The Web-based business environment also makes it possible to conduct online transactions with opticians who have not yet adopted Hoya’s new system, Mr. Sekiya said. “Interstage products are proving extremely useful in opening up new marketing channels.”

In addition, the Web-based system does not require any special programs to be installed on the PCs. “This has dramatically reduced the on-site maintenance required,” Mr. Sekiya said. Similarly, Hoya can now use online downloads to upgrade the software at customer sites, rather than sending service staff, as needed to be done with the old client-server system.

Interstage Supports Global Business Expansion

Along with helping with placing and receiving orders, Mr. Sekiya sees the new system making catalogs and new product information immediately available to opticians online, thus performing a sales and promotional role.

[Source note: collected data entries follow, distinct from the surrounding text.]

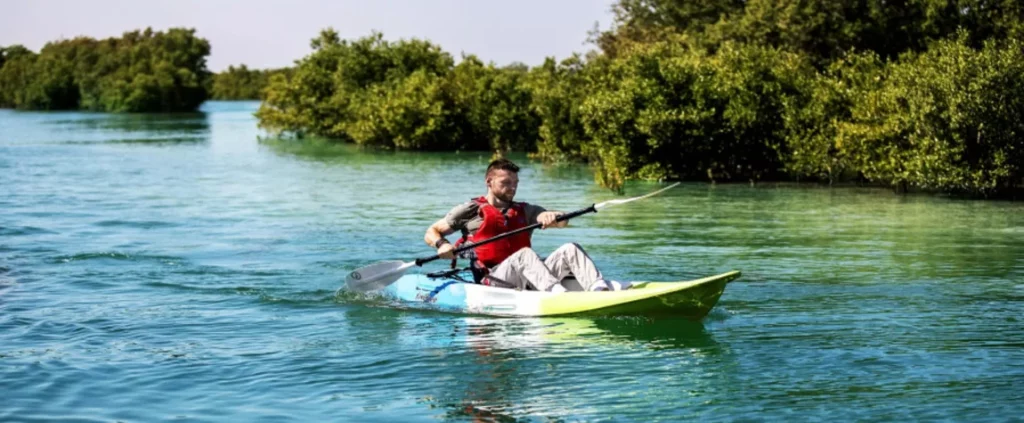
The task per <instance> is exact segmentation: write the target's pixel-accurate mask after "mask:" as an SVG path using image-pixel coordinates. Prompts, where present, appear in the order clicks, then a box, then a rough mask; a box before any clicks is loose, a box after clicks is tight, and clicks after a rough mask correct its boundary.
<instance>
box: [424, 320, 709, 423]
mask: <svg viewBox="0 0 1024 423" xmlns="http://www.w3.org/2000/svg"><path fill="white" fill-rule="evenodd" d="M451 323H455V324H456V327H455V328H456V329H454V333H455V335H456V336H454V337H453V341H452V345H451V346H450V348H451V349H452V350H454V351H458V352H457V353H453V355H451V356H450V357H449V358H450V359H449V361H450V362H454V363H449V364H447V365H446V368H447V369H450V370H453V371H454V374H453V376H454V377H453V378H451V379H450V382H449V383H445V384H443V385H442V386H441V387H440V389H441V392H442V393H441V394H440V395H438V396H435V397H432V398H430V399H429V400H426V401H424V403H426V405H427V406H428V407H429V408H431V409H433V408H440V409H443V410H445V411H444V414H443V416H442V418H443V419H445V420H449V421H466V420H470V421H474V422H477V421H478V422H509V421H520V420H522V419H525V418H526V417H529V418H537V417H540V416H545V420H546V421H561V419H564V418H571V417H573V416H577V417H579V416H587V415H590V414H593V413H598V412H597V408H598V406H599V405H601V404H605V405H608V404H612V405H613V404H616V403H620V401H622V400H623V397H622V395H623V394H626V393H629V392H635V391H646V392H648V394H652V395H654V396H655V397H656V396H666V395H667V396H666V397H665V399H673V398H676V397H678V395H679V392H677V391H674V390H671V389H670V390H662V388H664V387H665V386H664V385H659V384H658V383H652V382H649V381H647V380H645V379H650V380H653V379H657V378H660V377H665V376H668V377H669V378H670V380H671V384H672V385H679V386H689V388H688V389H693V388H698V387H700V386H707V385H708V383H707V380H701V379H707V378H706V376H707V375H706V372H703V371H701V370H700V368H699V367H691V366H690V365H691V364H697V365H699V364H700V363H701V362H705V361H709V359H716V361H720V359H723V358H726V359H727V356H728V348H726V347H725V346H723V345H720V344H719V343H718V342H717V341H716V340H715V339H714V337H713V336H712V334H711V333H710V332H709V331H708V330H707V329H706V328H705V326H703V324H701V323H699V322H692V321H687V320H675V319H663V320H651V319H577V318H553V319H489V318H463V319H461V320H454V321H452V322H451ZM652 352H653V353H658V354H662V355H664V356H666V357H670V356H675V357H676V358H674V359H676V361H677V364H678V366H680V368H679V369H674V370H670V371H669V374H668V375H666V374H663V373H662V371H664V370H665V369H664V368H665V367H666V364H665V363H663V364H662V367H663V369H662V370H657V369H645V367H647V366H645V359H644V356H649V354H651V353H652ZM668 367H670V368H671V367H673V366H668ZM682 368H685V370H683V371H679V370H680V369H682ZM708 389H714V388H713V387H712V388H708ZM627 403H629V401H627ZM626 406H627V409H628V408H629V407H630V406H629V405H628V404H627V405H626Z"/></svg>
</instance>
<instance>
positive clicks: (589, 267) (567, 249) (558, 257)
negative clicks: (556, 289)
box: [544, 243, 604, 291]
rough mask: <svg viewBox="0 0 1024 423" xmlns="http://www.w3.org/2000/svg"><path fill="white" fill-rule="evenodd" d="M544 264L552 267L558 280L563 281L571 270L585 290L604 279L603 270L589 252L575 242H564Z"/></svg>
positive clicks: (554, 274) (552, 271) (553, 271)
mask: <svg viewBox="0 0 1024 423" xmlns="http://www.w3.org/2000/svg"><path fill="white" fill-rule="evenodd" d="M544 264H545V265H547V267H548V268H549V269H551V273H553V274H554V277H555V278H557V279H558V281H561V280H562V279H563V278H565V277H567V276H568V274H569V272H571V273H572V276H574V277H575V279H577V281H579V282H580V286H581V287H583V289H584V290H585V291H590V290H591V287H592V286H593V285H594V283H596V282H597V281H602V280H604V276H602V274H601V270H598V269H597V265H596V264H594V260H591V259H590V256H589V255H587V252H586V251H583V247H580V245H579V244H575V243H569V244H564V245H562V246H561V247H558V249H557V250H555V252H553V253H551V255H550V256H548V258H547V259H545V260H544Z"/></svg>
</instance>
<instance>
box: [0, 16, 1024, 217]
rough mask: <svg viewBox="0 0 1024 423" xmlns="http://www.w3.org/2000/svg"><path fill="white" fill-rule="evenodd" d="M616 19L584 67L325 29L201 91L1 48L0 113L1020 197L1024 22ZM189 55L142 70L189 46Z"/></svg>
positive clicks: (169, 63) (584, 55)
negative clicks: (522, 155) (25, 113)
mask: <svg viewBox="0 0 1024 423" xmlns="http://www.w3.org/2000/svg"><path fill="white" fill-rule="evenodd" d="M612 11H613V14H614V18H613V23H612V25H611V26H610V28H608V29H606V30H604V31H595V32H593V33H592V34H590V37H591V41H592V43H593V45H594V49H593V50H591V51H589V52H586V53H584V54H573V55H572V56H570V57H565V58H562V59H560V60H558V59H555V58H553V57H551V58H548V59H547V60H546V61H545V62H544V64H542V65H539V66H536V67H534V68H529V67H526V66H524V65H520V64H513V65H510V66H504V67H499V66H496V65H494V64H484V62H483V61H482V60H480V59H479V58H477V57H476V56H474V55H467V56H463V57H460V58H459V59H458V60H456V59H455V57H453V56H452V55H451V54H449V53H446V52H444V51H443V50H442V49H441V47H440V46H438V45H435V44H433V43H431V42H429V41H426V40H420V39H406V40H397V41H387V40H385V39H384V37H383V35H382V34H380V33H373V34H371V35H369V36H367V37H362V38H358V39H354V40H343V39H341V38H340V37H339V35H338V33H337V32H336V31H334V30H332V29H327V30H323V31H322V32H321V33H319V34H318V35H317V36H316V37H315V38H313V39H312V40H311V42H310V49H311V51H310V53H309V54H308V55H306V56H305V57H302V58H301V59H299V60H297V61H296V65H295V67H293V68H290V69H288V70H275V71H258V70H249V69H247V68H245V67H240V68H234V67H232V68H229V69H228V70H227V71H226V72H223V73H220V74H218V75H216V76H210V75H209V73H208V72H206V70H205V64H199V62H197V61H188V59H187V58H189V57H193V56H191V55H189V54H184V53H181V54H169V53H161V54H152V56H150V57H151V58H148V59H144V60H140V59H138V57H143V56H144V55H143V54H141V53H138V52H135V53H134V54H128V56H129V57H132V60H136V61H143V62H145V64H146V65H145V66H146V67H147V68H142V70H141V71H135V70H134V69H133V68H131V66H136V67H139V65H135V64H134V61H132V60H126V59H122V60H120V61H116V62H117V64H119V67H112V66H108V68H103V70H109V71H118V72H121V71H123V72H122V74H118V72H114V73H113V74H114V75H123V76H122V77H120V78H112V79H113V81H105V79H104V78H108V74H105V73H102V72H96V68H94V66H93V65H88V64H89V61H87V60H86V61H85V64H86V65H81V64H79V62H76V61H72V64H74V65H69V64H68V62H66V60H65V58H66V57H76V54H83V53H82V52H83V51H92V50H90V48H92V47H89V48H86V47H81V48H79V49H75V48H73V47H74V46H75V45H76V44H75V43H80V44H82V45H86V44H88V45H91V44H89V42H86V41H79V39H76V40H72V41H66V42H60V43H54V44H51V45H47V47H44V48H43V51H41V52H40V53H39V54H33V53H31V52H28V51H25V50H24V48H23V49H19V50H18V49H16V48H15V49H13V50H12V49H11V48H8V49H4V50H3V52H2V54H0V60H3V61H0V67H2V68H0V105H4V107H22V105H20V104H30V105H29V108H33V109H54V108H57V109H58V108H74V107H76V105H75V104H78V107H83V108H86V109H94V110H109V111H132V110H144V109H132V108H126V107H124V105H122V104H125V103H129V104H147V105H148V107H153V105H154V104H167V103H175V102H174V101H171V100H169V98H171V99H173V98H186V97H187V98H194V99H195V97H190V96H186V95H168V94H167V93H170V92H182V90H184V89H185V88H188V89H193V88H194V89H196V90H197V92H199V93H201V94H204V95H207V96H212V97H214V98H241V97H255V96H260V97H261V98H262V99H263V101H262V104H261V107H260V109H259V111H258V112H257V114H256V116H257V118H258V120H259V125H260V127H262V128H264V129H266V130H268V131H270V132H273V133H280V134H292V135H296V136H319V137H328V138H332V139H336V140H339V141H343V142H354V143H357V144H361V145H369V146H377V147H385V149H409V150H477V151H492V152H496V153H498V154H501V153H503V152H508V151H525V152H528V153H529V154H530V155H531V156H532V157H535V158H538V159H541V160H544V161H547V162H584V163H588V164H590V165H592V166H593V167H594V169H595V170H596V172H595V175H596V178H597V181H598V182H599V183H601V184H602V185H605V186H609V187H612V188H618V187H621V186H622V185H623V183H624V182H625V181H626V180H629V179H684V180H714V181H759V180H814V181H824V182H841V181H858V182H867V183H873V184H881V185H888V186H892V187H894V188H895V189H899V191H906V189H924V191H933V192H943V193H955V194H965V195H971V196H983V197H998V196H1007V195H1015V193H1020V192H1021V189H1022V188H1024V169H1022V167H1024V141H1022V139H1021V135H1022V134H1024V123H1022V121H1024V120H1021V119H1019V117H1020V116H1024V69H1022V68H1024V41H1022V40H1024V3H1022V2H1019V1H1017V0H994V1H993V0H915V1H893V2H874V1H866V0H853V1H840V0H819V1H804V0H797V1H794V0H685V1H684V0H618V1H617V2H616V3H614V5H613V7H612ZM172 31H173V30H172ZM176 34H181V33H176ZM184 34H187V37H184V38H181V41H178V42H177V43H169V42H162V43H153V44H152V46H151V47H148V50H145V51H154V52H156V51H169V50H161V48H165V47H167V48H182V46H187V45H193V44H188V43H184V42H183V40H193V39H195V37H194V35H193V34H191V33H184ZM184 34H181V35H184ZM181 35H179V37H180V36H181ZM152 37H156V36H152ZM164 37H168V36H164ZM125 38H129V37H128V34H126V37H125ZM143 38H144V37H143ZM196 40H197V41H196V42H195V43H194V44H195V46H203V45H205V48H206V51H205V52H204V51H203V49H202V48H198V49H194V50H196V51H198V54H199V55H200V56H201V57H205V55H206V54H208V50H209V46H208V44H205V41H203V40H201V39H196ZM200 41H202V42H200ZM90 42H91V43H96V44H104V45H108V44H109V45H111V46H112V47H110V48H109V50H105V51H115V52H119V53H123V52H126V51H127V50H125V49H127V48H129V47H128V46H124V47H122V44H129V43H125V42H123V41H118V40H113V41H112V40H105V41H103V42H95V41H90ZM139 44H141V43H139ZM132 45H135V44H132ZM115 47H117V48H115ZM133 48H134V47H133ZM14 50H16V51H14ZM51 50H52V51H51ZM185 51H193V50H187V49H186V50H185ZM26 57H31V58H26ZM44 57H49V58H44ZM174 59H177V61H174ZM164 60H168V62H169V65H164V66H158V65H159V64H163V62H164ZM93 61H96V60H93ZM189 62H191V64H198V65H199V66H198V67H188V66H187V64H189ZM11 64H15V65H16V66H14V67H11ZM125 64H128V65H125ZM182 64H185V65H182ZM129 65H130V66H129ZM33 67H35V68H33ZM60 67H63V68H60ZM122 68H123V69H122ZM171 69H173V70H176V72H170V73H166V74H164V73H160V72H163V70H171ZM54 70H56V71H54ZM133 72H134V73H133ZM154 73H157V74H156V75H154ZM90 75H91V76H92V78H91V79H90V78H89V76H90ZM138 75H143V76H141V77H137V78H128V77H129V76H138ZM158 75H170V76H172V78H168V77H159V76H158ZM190 75H195V76H196V78H195V81H197V82H195V83H194V82H193V81H194V79H193V78H190V77H189V76H190ZM18 78H20V79H18ZM204 78H206V79H204ZM150 79H153V80H154V81H157V82H150V83H146V81H147V80H150ZM97 80H102V81H105V82H103V83H98V82H96V81H97ZM90 81H91V82H90ZM179 81H180V82H179ZM204 81H205V82H204ZM158 82H159V83H158ZM23 83H24V84H23ZM8 87H15V88H16V87H25V88H18V89H14V90H8V89H7V88H8ZM29 87H31V89H30V88H29ZM162 89H163V90H166V91H162ZM108 90H110V91H111V92H114V93H121V94H113V93H112V94H106V95H103V93H105V92H106V91H108ZM76 92H77V94H76ZM86 93H88V95H87V94H86ZM124 93H127V94H124ZM131 94H135V95H131ZM96 98H98V100H97V99H96ZM124 98H130V99H132V101H126V100H124ZM204 98H205V97H204ZM106 104H114V107H106ZM195 104H198V103H195ZM144 107H145V105H143V108H144ZM193 107H195V105H193ZM186 109H187V108H186Z"/></svg>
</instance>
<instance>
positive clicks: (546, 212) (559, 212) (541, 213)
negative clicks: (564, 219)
mask: <svg viewBox="0 0 1024 423" xmlns="http://www.w3.org/2000/svg"><path fill="white" fill-rule="evenodd" d="M563 214H565V213H563V212H560V211H556V210H552V211H546V212H543V213H541V214H539V215H537V222H538V223H541V228H542V229H546V228H548V227H565V226H568V225H569V221H568V220H562V221H560V222H555V219H557V218H558V216H561V215H563Z"/></svg>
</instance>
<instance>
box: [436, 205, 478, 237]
mask: <svg viewBox="0 0 1024 423" xmlns="http://www.w3.org/2000/svg"><path fill="white" fill-rule="evenodd" d="M478 210H479V206H478V205H477V204H476V203H474V202H466V203H463V204H460V205H458V206H455V207H454V208H452V210H451V211H449V212H447V214H445V215H444V221H445V222H447V224H449V226H451V227H452V228H453V229H455V230H462V229H465V228H466V225H467V224H468V223H469V221H470V220H472V219H473V218H475V217H477V216H476V213H477V211H478Z"/></svg>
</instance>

“The purpose of the new system wasn’t just to convert our existing ordering system to a Web-based format. We also intended to create a customer portal that could provide a range of services in a unified, centralized way,” Mr. Sekiya stated.

As a first step, Hoya conducted joint development with Fujitsu to produce the Three-Dimensional Lens Simulation Service. In the past, when customers needed large frames or high-power lenses, they were unable to see when ordering what the glasses would ultimately look like. With this service, they can view simulated frame-and-lens combinations in three dimensions on screen, rotating the completed model to see it from any angle. “The simulation program allows customers to immediately see the result right then and there,” Mr. Sekiya explained.

“We are also hoping to further promote our business with opticians with a new range of applications, such as a program to simulate three-dimensional face and frame images,” he continued. Interstage technology links these three-dimensional display-processing systems with back-end lens-simulation programs.

Because of the success of all these initiatives, Hoya expects Fujitsu’s Interstage products to serve as the infrastructure supporting its future global expansion. Mr. Sekiya described some of the company’s plans, “At present, Hoya business offices in other countries each run their own copy of our ordering system. However, with a Web-based system in place, these offices won’t need to maintain their own servers. The new system already incorporates support for multiple languages, so we are working to improve efficiency by gathering all the Web ordering systems from around the world into a single central location.”

“I have no doubt that Interstage products will play a big part in this effort,” he added.